22-23 July, in the year of our Lord 2020
Up betimes, and after breakfast in my carriage to visit my mother and father, who are well, though they have not left their house in Lock Up at all, which has vexed my father, only in their carriage to the river, once, where a very few abroad, and did not get down from their carriage, and then home. And they are 90, which is a great age, and my father I think of a mind sounder than mine, for sometimes I cannot remember why I am upstairs and have to ask the cat, but he can write me a list for Aldy’s, which he did, where he has not been these four months, and still get all of it in order of the shelfs where his shopping is to be found, which was all proper with not a single misteak, onlie that I forgot to take my mask and had to wear my bilberrie scrabbler instead, which did draw glances, though I think of admiration and people wondered where to get one for themselfs, for I heard one asking in the shoppe where it was. My mother had a Lock Up birthday, which celebrated with flours and a good wine, white with bubbles in it, and choclates and a balloon floating in the air on a piece of string, which I did send, but I am not sure she remembered. The following day, home at a little past 8 a’clock where a scowling sky and rain, and after a little supper to bed.
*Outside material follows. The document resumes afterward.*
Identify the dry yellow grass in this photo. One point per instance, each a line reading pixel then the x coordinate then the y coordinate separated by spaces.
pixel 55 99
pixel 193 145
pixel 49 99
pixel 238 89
28 July, in the year of our Lord 2020
Up, and it being dry so that I could wear a pair of shorts for a change, to the garden, where a little repair of the work of the rain and wind, and by and by comes Mr. R. Owen, as we had agreed, and with him he brought a proportion of the Ashes of the dear friend beloved of us both, to spread them finally amongst the flowers, as we had determined to do, and it done not without a little teare shed; for Adam loved the garden, to sit in it on a fine day with the gazette and a glass of sherris sack beside him, and take it in and admire it from his seat, though he professed to knowing not a jot of how to keep it, not of planting nor pruning nor weeding nor feeding; and I do not know why there comes a silly thought at a solemn time, but came into my mind the notion that he would now be doing more for the flowers in the garden than he ever did in life, which I think was not a malicious thing to think, and if it seems of black humour it is not meant so, but rather wrily fitting, for it would have been in his nature to chortle at the self same thing, which lifted my melancolie a little to think of his doing though I did not vouchsafe it out loude; but I thought it a little tribute to his spirit, which I miss, but I will not write more about it for I find the tears fall, as much as if I had said it.
After dinner to my learning of Spanish again with Iñigo el Vasco, though my head is full of it and I have need of a break lest palabras fall out of my orejas (as I have heard said will happen), which I have not had these four, or five months even. And lately came along Mr. Nic. Lee and did deliver back to me my means of writing this Journalle, which I have not had for near three weeks, and brought it to my door by our prior arrangements, made previously before; and he has mended it, which seems a job done well, and he says he has put in it a new cell and it will sound better for there is a new speaker in it too, which I cannot fathom for a swan’s quill; cost 18l 15s. 6d. He says his wife is from a colony on the River Plate, which I find on my globe to be in America Meridionalis, and she must be like the person depicted there, which is with a shameful short skirt onlie and a bow and arrow, which I think explains the fashion I have seen in the chip shop in Many Bridge at night; and he speaks Spanish too, so I say ‘Gracias’ and he says ‘De nada’ for he understood me and I was greatly contented, for I think this is a great achievement for four years study. After supper to the filling in of some of my Journall for the last few days, as much as I can remember it, which is all in the wrong order in my head and I think my father would do a better job. And so to bed.